The lawyer spent $136.11 on ads on parked domains and error pages. He got 668 clicks and zero conversions, according to the lawsuit. According to the article, the lawsuit alleges that “Google includes millions of parked domains and error pages that have little or no content, and that result in practically zero conversions, in both its Content Network and its Search Network. Given the low quality of these parked domain and error pages, advertisers would not want to spend their advertising budgets on these distribution networks. However, Google designed its network in such a way that it was virtually impossible to opt out of the AdSense for Domains and/or AdSense for Errors programs.”

The lawyer apparently advertised his services before Google allowed advertisers to opt-out of domain parking. The lawsuit seeks class action status.

Although there is fraud on domain parking, this appears to be another manufactured lawsuit to milk Google for money. The article in Information Week doesn’t suggest how the lawyer’s ads converted on other pages. And only $136 worth of ads on parked domains is hardly a fair sample size. Perhaps he was advertising for a highly competitive topic with known high click prices, which would have been more susceptible to fraud. Or maybe his landing page wasn’t designed to convert well.

A possible outcome of this lawsuit is that Google may be forced to reveal more data about conversion rates on parked domain names. The company has marketed that parked domains produce similar results to other web sites in its content network.

As many domainers and people who advertise on parked domain names will tell you, lack of content doesn’t mean lack of converting ads. Many parked domains convert extremely well for advertisers.

[Thanks Elliot for tip]


  1. Hensman says

    its rather sad, that some corporates “get it”. They understand the power of direct navigation and use it to their advantage.

    Some others just don’t “get it”. too bad for that lawyer.

  2. Andrew says

    Stay tuned…tomorrow I’ll be posting an article about one of my own advertising campaigns and how well it does on parked domain names.

  3. Steven says

    So this guy expects to get multiple new clients worth THOUSANDS to him for just $136.11? If it were that easy, everyone would be doing it… and the cost to acquire new clients would be much more as a result. What a joke of a lawsuit.

  4. says

    Funny stuff.
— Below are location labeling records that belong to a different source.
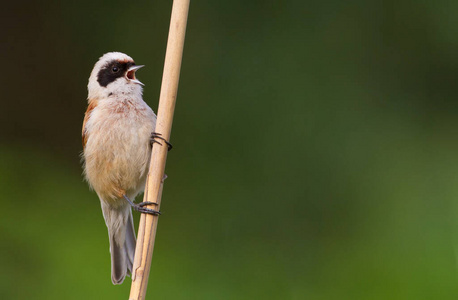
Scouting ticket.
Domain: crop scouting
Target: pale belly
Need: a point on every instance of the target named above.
(117, 157)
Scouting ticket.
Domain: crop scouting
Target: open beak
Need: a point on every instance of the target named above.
(130, 75)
No mention of the website ?

    So advertisers have no fault in traffic that doesn’t convert ? Do they mention the conversion ratio of other traffic sent to the site? Of course not. . .

  5. Frank says

    This is what I was referring to in my earlier posts a week ago.
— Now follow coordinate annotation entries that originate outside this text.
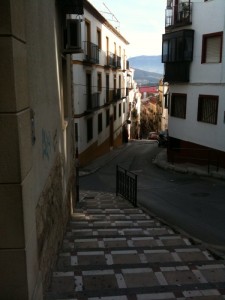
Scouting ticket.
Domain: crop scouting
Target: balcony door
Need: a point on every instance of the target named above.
(88, 38)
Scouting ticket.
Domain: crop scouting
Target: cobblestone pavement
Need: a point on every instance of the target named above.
(113, 251)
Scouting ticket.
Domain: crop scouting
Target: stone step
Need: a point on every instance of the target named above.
(141, 282)
(113, 251)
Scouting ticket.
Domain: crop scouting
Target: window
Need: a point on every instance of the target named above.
(107, 88)
(124, 107)
(166, 100)
(120, 110)
(114, 114)
(88, 91)
(99, 83)
(89, 129)
(208, 109)
(178, 46)
(212, 47)
(107, 117)
(64, 87)
(76, 132)
(178, 105)
(100, 123)
(99, 38)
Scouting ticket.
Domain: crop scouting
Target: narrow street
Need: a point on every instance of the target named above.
(190, 203)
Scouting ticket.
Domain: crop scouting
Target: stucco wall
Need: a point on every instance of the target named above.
(205, 79)
(36, 146)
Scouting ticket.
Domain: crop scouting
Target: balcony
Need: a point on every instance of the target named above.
(112, 60)
(177, 55)
(91, 52)
(93, 101)
(178, 15)
(113, 95)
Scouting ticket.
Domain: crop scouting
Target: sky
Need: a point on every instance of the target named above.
(141, 23)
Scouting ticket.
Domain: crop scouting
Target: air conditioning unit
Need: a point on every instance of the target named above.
(72, 36)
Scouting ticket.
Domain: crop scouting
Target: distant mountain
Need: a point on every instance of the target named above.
(147, 63)
(146, 78)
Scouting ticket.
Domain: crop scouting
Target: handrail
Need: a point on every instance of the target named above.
(126, 185)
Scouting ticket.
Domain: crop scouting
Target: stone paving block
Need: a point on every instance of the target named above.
(180, 277)
(99, 280)
(63, 282)
(143, 277)
(125, 257)
(112, 251)
(158, 256)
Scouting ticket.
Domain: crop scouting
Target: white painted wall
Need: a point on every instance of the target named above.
(208, 79)
(79, 84)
    Pay-per-conversion is where the online ad market is going. G**gle has a difficult strategy to implement.

    Many of the parked pages that are typo domains such as Asprin.c*m convert significantly higher than generic domains. If g**gle removes the generic traffic, the high conversion/click typo traffic also gets removed.

  6. jp says

    Right on Steven. This guy is clearly trying to spin straw into gold, and was shocked that it didn’t work. You’d think if 1 conversion is worth $x,xxx+ then someone like google would get bit more than $136.11 in return for delivering a conversion worth that much. If it worked that well then bid prices for legal terms would sky-rocket, therefore correcting themselves to a point of realistic returns. Since this correction has pretty much already happened before this guy got there, he sould expect to spend a realistic amount of advertising dollars before getting the return he is looking for. Good thing he was a lawyer himself, othwerwise who else would have taken the case. $136 isn’t even worth going to small claims court.

  7. robb says

    This is the type of guy who gives lawyers a bad name – cheap bugger filing a lawsuit over $136, got 668 clicks for an average cost of 20 cents each. You have to wonder what keywords he was advertising under, etc., it makes all the difference. Given he was only paying 20 cents per click for law-type keywords, they couldn’t have been very good words.

  8. says

    From the original article:

    “Levitte spent $136.11 for ads on parked domains and error pages, which works out to 15.3% of his $887.67 ad campaign.”

    So it makes me wonder how well the rest of his campaign performed.

  9. Scroogled says

    What’s new with Scroogle. The are in the business to screw you and are doing a very good job at making megabucks out of fraud and deception. Google is the worst thing to happen to the internet since its inception.